二进制表示浮点数
Prerequisite:Number systems
先决条件:数字系统
We all very well know that very small and very large numbers in the decimal number system are represented using scientific notation form by stating a number (
mantissa) and an exponent in the power of
10. Some of the examples are
6.27 * 10-27 and 5.21 * 1034. Similarly, Binary numbers can also be represented in the same form by stating a number (
mantissa) and an exponent of
2. The format of this representation will be different for different machines.

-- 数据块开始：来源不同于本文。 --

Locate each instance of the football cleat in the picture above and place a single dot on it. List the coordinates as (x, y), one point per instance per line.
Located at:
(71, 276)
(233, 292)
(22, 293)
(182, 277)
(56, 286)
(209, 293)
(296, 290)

众所周知,十进制数系统中的非常小和非常大的数字都是用科学计数形式表示的,即数字(
尾数)和幂为
10的指数。 一些示例是
6.27 * 10 -27和5.21 * 10 34。 类似地,二进制数字也可以通过表示数字(
尾数)和
2的指数来以相同的形式表示。 对于不同的机器,此表示形式的格式将有所不同。
The 16-bit machine consists of 10 bits as the
mantissaand 6 bits for the
exponentpart whereas 24-bit machine consists of 15 bits for mantissa and 9 bits for exponent.
16位机器由10位
尾数组成,
指数部分为6位,而24位机器由尾数15位组成,
指数部分为9位。
Format of the 16-bit machine can be represented as:
16位计算机的格式可以表示为:
Mantissa Part | Exponent Part |
---|---|
0110011010 | 101010 |
尾数部分 | 指数部分 |
---|---|
0110011010 | 101010 |
The
mantissais written in 2's complement form, so the
MSB of the Mantissacan be thought of as a sign bit. The binary point is assumed to be to the right of this sign bit. The 6-bit of the exponent can be used to represent
0 to 63, however, to express negative exponents a number
(32)10or
(100000)2is added to the desired exponent.
尾数以2的补码形式编写,因此可以将
尾数的
MSB视为符号位。 假定二进制点在该符号位的右边。 指数的6位可用于表示
0到63,但是,要表示负指数,则将数字
(32) 10或
(100000) 2添加到所需的指数。
Excess-32 Representation: This is a common system to represent floating-point numbers. In this notation, to represent a negative exponent, we add
(32)10to the given exponent which are given by the 6 bits.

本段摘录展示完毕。